Monumental Brass Society

Edmund Clere and his wife Elizabeth

Date of Brass:
1488
Place:
Stokesby
County:
Norfolk
Country:
Number:
II
Style:
Norwich 3

Description

September 2008

September's brass commemorates a neighbour of the Paston family.

Stokesby is in the area known today as the Norfolk Broads. Nearby is Mautby, where Margaret Paston was buried in 1484 alongside her ancestors, and beyond Mautby are Caister and Ormesby. Ormesby was the seat of William Clere, Edmund’s grandfather. Edmund’s father Robert was a younger son, as was Edmund himself, but Edmund outlived his brothers, who died without heirs, and so inherited Stokesby from his father, who had been left it in his mother’s will. Edmund had a first cousin of the same name, a younger son of John, William Clere’s son and heir. This Edmund inherited the manor of Horning Hall in Caister from his mother. The two Edmunds can be found witnessing legal documents together in the 1450s, as Edmund Clere of Caister and Edmund Clere of Stokesby, esquires. Edmund of Caister died in 1463. Most of the dealings that the Pastons had with the Cleres were with the main Ormesby branch rather than the offshoots at Caister and Stokesby . In their letters, the Pastons and Cleres address each other as cousin.

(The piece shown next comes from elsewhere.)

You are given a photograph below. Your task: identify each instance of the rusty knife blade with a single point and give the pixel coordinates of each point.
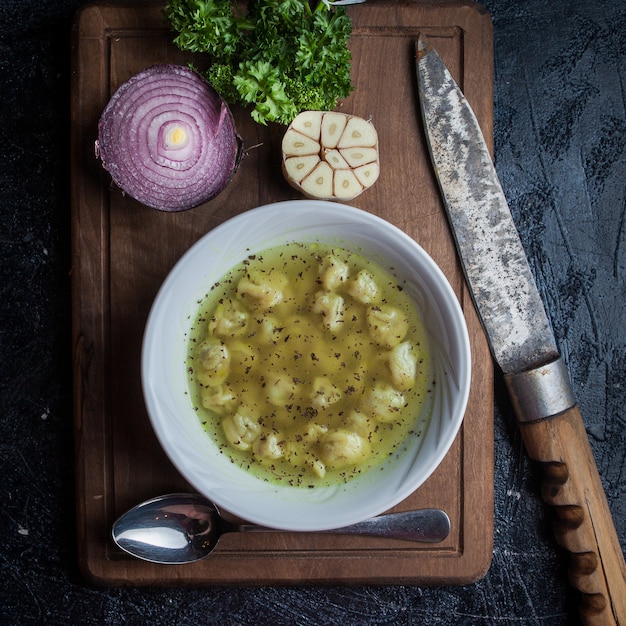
(494, 261)
(489, 245)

The Edmund of this brass is referred to by Margaret Paston in 1460 as taking a letter from her to her husband John Paston in London. In 1465 John, writing from Fleet prison in London, urged Margaret to find out what bribes Edmund Clere had taken from outlawed men in his role as escheator for Norfolk and Suffolk. Edmund occupied this post for a year from November 1464. This was during the period that the Pastons were experiencing the difficulties that resulted from John Paston inheriting Caister Castle and other property from Sir John Fastolf. Edmund may have sided with Judge Yelverton, his elder half brother, who disputed Fastolf’s will. As escheator, Edmund’s duty was to hold an inquisition to establish whether the crown had any rights to land held by a recently deceased tenant and to seize the land for the crown unless it was clear there were no such rights.

Edmund married Elizabeth, the daughter of Thomas Charles of Loddon, Norfolk. They had a son, Robert, who married Elizabeth Brampton. Robert died before his father, leaving two sons, Edmund, who, as heir to his grandfather, was found to be six years old in 1489, and Thomas, to whom the elder Edmund’s lands eventually descended. Edmund sat on various commissions in Norfolk during the 1470s and 1480s. Late in life, Edmund and Elizabeth attempted to recover lands her father had granted to the Duke of Norfolk.

The brass is an early example of the Norwich 3 style, for which the glazier William Heyward is thought to have been responsible. Edmund’s figure, while similar in some respects to later effigies of armoured figures produced by the workshop has some distinctive features. Unlike the later brasses, he is shown wearing a sallet on his head. His chin and neck are protected by a bevor and his elbow defences are larger than those shown on later brasses.

While Elizabeth’s effigy is similar to others from this workshop in respect of her dress, she differs in her style of head wear, abandoning the butterfly headdress in favour of a newer style, although it is shown with a much higher crown than those that followed. The letterpress that accompanied the later edition of Cotman’s Engravings of Sepulchral Brasses in Norfolk and Suffolk, draws attention to the letter Margaret Paston wrote to her husband John in 1453 following the Queen Margaret’s visit to Norwich. She reveals that she had felt obliged to borrow a necklace from her cousin Elizabeth Clere as she would have otherwise felt ashamed in the presence of the other gentlewomen there. The Elizabeth Clere to whom Margaret Paston refers would have been Elizabeth of Ormesby and the style of necklace worn in 1453 would have no doubt been more suited to the higher necklines of that period.